Spotkanie lepiej zaczęli goście. W pierwszych minutach szczególnie aktywni byli Brożek i Sadlok. Wśród gospodarzy natomiast wyróżniał się przede wszystkim Frączczak. Po kwadransie gry obje drużyny zaczęły szybko operować piłką i tworzyć składne akcje. Jednak po 20 minutach gry tempo nieco opadło. W 25 minucie głupi faul popełnił Matynia na Janowskim a do piłki podszedł Stilić. Bośniak nie zastanawiając sie długo uderzył na bliższy słupek bramkarza i zdobył kolejną bramke w sezonie a Wisła objęła prowadzenie.
Pogoń szybko przystąpiła do odrobienia strat lecz bezskutecznie. W 32 minucie żółty kartonik ujrzał Golla za faul na Gargule. Co nie udało się Pogoni, powiodło się Wiśle. W 36 minucie po świetnym dograniu Stilicia na 2:0 podwyższył Brożek. Pogoń najgroźniejsze sytuacje stwarzała sobie po rzutach z autu lecz bezskutecznie. Mimo iż pierwsza połowa była wyrównana to zakończyła sie prowadzeniem Wisły.
Pierwsze minuty drugiej połowy to znowu dominacja Białej Gwiazdy a szczególnie dwójki Brożek-Stilić. Od 50 minuty na przemian odbywały sie kontry jednej i drugiej drużyny, jednak niezakończone bramką. W 56 minucie żółtą kartke dostał Jakub Bąk. Od 60 minuty Wisła oddała inicjatywę gospodarzom, jednak do czasu.

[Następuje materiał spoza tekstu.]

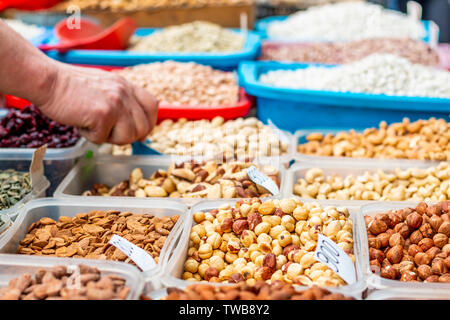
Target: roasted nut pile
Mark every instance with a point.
(422, 140)
(14, 186)
(86, 235)
(57, 284)
(191, 180)
(260, 291)
(413, 184)
(411, 244)
(198, 36)
(177, 83)
(29, 128)
(240, 137)
(338, 53)
(363, 20)
(377, 74)
(28, 31)
(271, 240)
(132, 5)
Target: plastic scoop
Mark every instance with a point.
(91, 36)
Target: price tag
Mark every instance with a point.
(261, 179)
(138, 255)
(329, 253)
(281, 135)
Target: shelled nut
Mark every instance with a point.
(422, 140)
(87, 235)
(208, 179)
(277, 242)
(412, 184)
(418, 254)
(58, 284)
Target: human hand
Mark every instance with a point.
(103, 105)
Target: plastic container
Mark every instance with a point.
(337, 109)
(111, 170)
(300, 138)
(55, 208)
(343, 169)
(374, 281)
(23, 166)
(262, 26)
(177, 254)
(408, 295)
(12, 266)
(225, 61)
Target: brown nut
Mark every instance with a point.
(384, 239)
(445, 228)
(425, 244)
(395, 254)
(414, 220)
(396, 239)
(424, 271)
(422, 258)
(239, 226)
(440, 240)
(377, 226)
(270, 261)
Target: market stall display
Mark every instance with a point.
(199, 36)
(54, 284)
(209, 179)
(362, 20)
(346, 52)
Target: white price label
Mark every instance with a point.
(138, 255)
(329, 253)
(261, 179)
(281, 135)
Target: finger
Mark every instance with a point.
(149, 105)
(124, 131)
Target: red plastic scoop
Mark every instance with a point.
(91, 36)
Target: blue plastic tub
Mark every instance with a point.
(224, 61)
(262, 26)
(294, 109)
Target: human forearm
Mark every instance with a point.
(24, 70)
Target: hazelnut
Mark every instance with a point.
(239, 226)
(211, 272)
(416, 237)
(388, 273)
(270, 261)
(374, 242)
(396, 239)
(425, 244)
(376, 254)
(384, 239)
(440, 240)
(414, 220)
(227, 225)
(414, 249)
(422, 258)
(445, 228)
(433, 251)
(403, 229)
(427, 231)
(445, 278)
(433, 278)
(422, 208)
(395, 254)
(435, 222)
(424, 271)
(253, 220)
(377, 226)
(409, 276)
(439, 267)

W 74 minucie po głupiej stracie Portowców po raz kolejny zaatakował zabójczy duet Wisły, Stilić dośrodkował do Brożka a ten z siódmego metra strzelił na 3:0. Pogoń starała sie strzelić honorową bramkę, lecz ich zapędy hamowali zawodnicy Wisły przeprowadzając kontry. Jednak do końca meczu wynik nie uległ już zmianie i Wisła pewnie pokonała Pogoń.